Westjordanland Israelischer Abzug beendet


Mit letzten Zwangsräumungen im Westjordanland hat Israel den historischen Abzug aus den palästinensischen Gebieten beendet. Auch am letzten Tag hatte es vereinzelt erbitterte Widerstände gegeben.

Mit letzten Zwangsräumungen im Westjordanland hat Israel den historischen Abzug aus 25 jüdischen Siedlungen in den palästinensischen Gebieten beendet. Damit die Regierung von Ministerpräsident Ariel Scharon den innenpolitisch heftig umstrittenen Abzugsplan in nur gut einer Woche durchgezogen. Insgesamt seien 15.000 Siedler und Abzugsgegner aus dem Gazastreifen und dem Westjordanland evakuiert worden, bilanzierte Haluz. Die Zerstörung der geräumten Häuser solle in zehn Tagen abgeschlossen sein.

Ultranationalistische Israelis bewarfen die Sicherheitskräfte mit kochendem Öl, Flaschen, Glühbirnen, Farbe und Ketchup, als sie verbarrikadierte Synagogen und eine alte Zitadelle stürmten. Die Abzugsgegner hatten angekündigt, sich im Westjordanland aggressiver gegen die Zwangsräumung zu wehren als in den 21 Siedlungen im Gaza-Streifen. Auch die Polizeikräfte waren stärker gerüstet und rückten mit Planierraupen, Wasserwerfern und Schlagstöcken an. Die zügige und weitgehend reibungslose Räumung des Gaza-Streifens löste Hoffnungen auf eine Wiederbelebung des Friedensprozesses aus. So wollen sich Palästinenser-Präsident Mahmud Abbas und Israels Regierungschef Ariel Scharon in Kürze zum dritten Mal in diesem Jahr treffen.

Die israelischen Sicherheitskräfte begannen noch am Vormittag mit einem Sturm der Zitadelle in der Siedlung Sanur, in der sich die Abzugsgegner mit Vorräten für mehrere Tage ausgestattet verschanzt hatten.
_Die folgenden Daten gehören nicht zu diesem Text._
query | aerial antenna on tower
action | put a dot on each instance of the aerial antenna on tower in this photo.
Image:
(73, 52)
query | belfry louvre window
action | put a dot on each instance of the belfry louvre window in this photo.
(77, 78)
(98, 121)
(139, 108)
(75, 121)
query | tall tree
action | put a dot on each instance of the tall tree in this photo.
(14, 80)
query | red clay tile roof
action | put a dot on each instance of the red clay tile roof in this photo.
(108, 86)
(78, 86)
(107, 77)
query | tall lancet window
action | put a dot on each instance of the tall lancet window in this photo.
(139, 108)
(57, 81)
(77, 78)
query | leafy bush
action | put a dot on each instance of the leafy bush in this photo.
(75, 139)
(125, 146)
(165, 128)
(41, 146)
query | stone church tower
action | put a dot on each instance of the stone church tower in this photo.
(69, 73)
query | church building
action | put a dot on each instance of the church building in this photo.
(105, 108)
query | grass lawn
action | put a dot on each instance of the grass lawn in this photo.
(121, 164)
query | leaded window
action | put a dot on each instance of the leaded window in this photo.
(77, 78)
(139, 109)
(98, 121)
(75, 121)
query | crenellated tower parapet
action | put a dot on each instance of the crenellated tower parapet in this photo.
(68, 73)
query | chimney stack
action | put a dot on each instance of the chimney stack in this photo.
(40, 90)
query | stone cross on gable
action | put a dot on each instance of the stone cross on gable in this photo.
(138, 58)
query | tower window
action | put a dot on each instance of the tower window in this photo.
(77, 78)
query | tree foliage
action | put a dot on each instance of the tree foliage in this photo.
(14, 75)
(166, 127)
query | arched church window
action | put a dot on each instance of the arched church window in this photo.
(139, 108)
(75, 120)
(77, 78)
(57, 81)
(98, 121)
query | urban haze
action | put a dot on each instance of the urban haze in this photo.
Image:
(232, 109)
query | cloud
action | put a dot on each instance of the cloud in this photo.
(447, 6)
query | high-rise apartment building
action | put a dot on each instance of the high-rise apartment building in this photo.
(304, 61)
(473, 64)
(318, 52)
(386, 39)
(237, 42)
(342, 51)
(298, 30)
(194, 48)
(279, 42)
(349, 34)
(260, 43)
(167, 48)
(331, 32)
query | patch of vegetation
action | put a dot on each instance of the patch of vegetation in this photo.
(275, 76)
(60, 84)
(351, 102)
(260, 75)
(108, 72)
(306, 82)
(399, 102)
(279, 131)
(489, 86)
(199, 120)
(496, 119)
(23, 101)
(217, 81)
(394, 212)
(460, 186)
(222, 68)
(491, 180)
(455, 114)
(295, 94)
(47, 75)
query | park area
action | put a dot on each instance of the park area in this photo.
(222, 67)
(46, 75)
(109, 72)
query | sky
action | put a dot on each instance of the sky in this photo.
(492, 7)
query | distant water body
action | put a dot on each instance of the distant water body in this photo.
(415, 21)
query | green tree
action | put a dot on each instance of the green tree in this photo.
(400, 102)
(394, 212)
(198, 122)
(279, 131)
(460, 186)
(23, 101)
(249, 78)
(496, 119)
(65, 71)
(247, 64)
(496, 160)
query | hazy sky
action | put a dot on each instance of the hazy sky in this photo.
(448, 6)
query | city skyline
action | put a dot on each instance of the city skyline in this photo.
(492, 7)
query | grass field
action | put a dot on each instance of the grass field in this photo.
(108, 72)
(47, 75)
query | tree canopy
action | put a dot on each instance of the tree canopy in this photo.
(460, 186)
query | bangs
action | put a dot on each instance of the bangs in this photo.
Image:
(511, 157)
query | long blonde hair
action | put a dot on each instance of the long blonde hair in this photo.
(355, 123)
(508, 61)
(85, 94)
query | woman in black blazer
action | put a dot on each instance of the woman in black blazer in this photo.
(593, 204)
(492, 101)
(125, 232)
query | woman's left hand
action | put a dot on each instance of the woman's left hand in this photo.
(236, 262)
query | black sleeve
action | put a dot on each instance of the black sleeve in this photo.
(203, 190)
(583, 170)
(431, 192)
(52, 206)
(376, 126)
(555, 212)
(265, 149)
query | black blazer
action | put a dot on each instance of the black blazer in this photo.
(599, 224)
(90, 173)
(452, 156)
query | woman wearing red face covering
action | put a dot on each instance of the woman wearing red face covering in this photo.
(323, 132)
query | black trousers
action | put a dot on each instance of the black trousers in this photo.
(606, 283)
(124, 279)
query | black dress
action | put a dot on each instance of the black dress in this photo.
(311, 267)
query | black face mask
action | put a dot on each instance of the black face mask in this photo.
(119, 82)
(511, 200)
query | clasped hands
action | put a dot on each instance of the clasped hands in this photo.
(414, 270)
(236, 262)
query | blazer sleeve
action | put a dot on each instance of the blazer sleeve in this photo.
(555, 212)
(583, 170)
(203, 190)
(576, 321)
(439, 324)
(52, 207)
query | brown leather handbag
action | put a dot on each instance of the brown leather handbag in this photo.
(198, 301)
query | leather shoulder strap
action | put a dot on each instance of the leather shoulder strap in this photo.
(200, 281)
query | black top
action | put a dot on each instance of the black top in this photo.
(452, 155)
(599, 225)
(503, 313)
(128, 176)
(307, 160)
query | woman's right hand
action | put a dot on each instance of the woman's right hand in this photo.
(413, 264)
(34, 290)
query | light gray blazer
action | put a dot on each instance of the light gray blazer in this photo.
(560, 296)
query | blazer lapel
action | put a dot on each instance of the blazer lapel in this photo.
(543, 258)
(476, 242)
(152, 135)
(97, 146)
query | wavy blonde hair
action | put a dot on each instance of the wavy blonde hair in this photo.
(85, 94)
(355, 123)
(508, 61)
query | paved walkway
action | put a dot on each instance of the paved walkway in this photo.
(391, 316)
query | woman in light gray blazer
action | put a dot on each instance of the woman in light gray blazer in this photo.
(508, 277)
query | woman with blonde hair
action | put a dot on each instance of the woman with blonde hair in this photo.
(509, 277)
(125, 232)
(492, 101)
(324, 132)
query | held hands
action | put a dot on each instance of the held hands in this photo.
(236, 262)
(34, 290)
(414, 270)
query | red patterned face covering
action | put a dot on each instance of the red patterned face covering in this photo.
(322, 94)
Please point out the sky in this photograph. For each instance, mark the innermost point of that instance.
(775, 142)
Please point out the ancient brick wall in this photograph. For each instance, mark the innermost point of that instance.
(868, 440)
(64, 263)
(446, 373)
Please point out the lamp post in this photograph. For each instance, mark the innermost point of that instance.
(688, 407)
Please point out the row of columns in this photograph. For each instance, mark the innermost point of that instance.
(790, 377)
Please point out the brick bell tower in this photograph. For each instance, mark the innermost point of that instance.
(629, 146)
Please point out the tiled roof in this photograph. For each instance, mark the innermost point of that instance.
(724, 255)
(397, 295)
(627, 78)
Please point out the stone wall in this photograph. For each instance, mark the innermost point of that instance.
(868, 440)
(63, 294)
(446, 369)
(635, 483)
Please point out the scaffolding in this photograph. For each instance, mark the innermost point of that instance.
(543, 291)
Den Zugang zu zwei ebenfalls verbarrikadierten Synagogen bahnten sie sich mit Kettensägen.

Sicherheitskräfte mit Säure überschüttet

In Homesch verschanzten sich die Abzugsgegner in mehreren Bungalows, die in einem schwer zugänglichen Hain aus Nadel- und Johannisbrotbäumen lagen. "Wir werden es diesen Rottweilern diesmal so schwer wie nur möglich machen, uns hier herauszukriegen", sagte ein 17-jähriger Siedler, der nach der Räumung seiner Heimat-Enklave im Gaza-Streifen nach Homesch geflüchtet war. Unter den Wurfgeschossen der Abzugsgegner überwanden Polizisten mit Leitern und Sägen den Stacheldraht, der dicht um eine Synagoge gelegt war.

Beim heftigsten Zusammenstoß im Gaza-Streifen hatten Abzugsgegner Sicherheitskräfte mit Säure überschüttet. Die Bilder von den mehr als 30 Verletzten, die sich ihre Kleider vor Schmerz vom Leib rissen, hatten in Israel einen Aufschrei und scharfe Kritik an der Siedler-Bewegung ausgelöst.

Bush: Frieden im Heiligen Land in Reichweite

Wie im Gaza-Streifen ließ sich aber auch in den beiden Siedlungen im Westjordanland ein Großteil der eigentlichen Bewohner ohne viel Widerstand wegbringen, wenn auch unter Tränen und Schimpftiraden. "Es sind nur noch wenige Familien da", sagte ein Armeesprecher am späten Vormittag. "Wir haben es weniger mit Siedlern zu tun, die sich an ihre Häuser klammern, als mit einer großen Zahl von Leuten, die die Siedlung infiltriert haben und einen ideologischen Kampf (aus der Räumung) machen."

Scharon heimste indes viel Lob für die Räumung des Gaza-Streifens ein, der am Vortag deutlich früher als geplant abgeschlossen worden war. Abbas sprach von einem neuen Kapitel in den Beziehungen zwischen den Konfliktparteien. Auf seinen Vorschlag hin wird es in Kürze zu einem Gipfeltreffen mit Scharon kommen. US-Präsident George W. Bush sagte, ein Frieden im Heiligen Land sei nun in Reichweite.

Israel räumt parallel zum Gaza-Streifen vier kleinere Siedlungen im Westjordanland, wo insgesamt 230.000 israelische Siedler unter mehr als zwei Millionen Palästinensern leben. Scharon hat erklärt, im Gegenzug dazu in dem Gebiet strategisch wichtige Siedlungen auf Dauer behalten zu wollen. Die Palästinenser beanspruchen den Gaza-Streifen und das Westjordanland für einen eigenen, lebensfähigen Staat.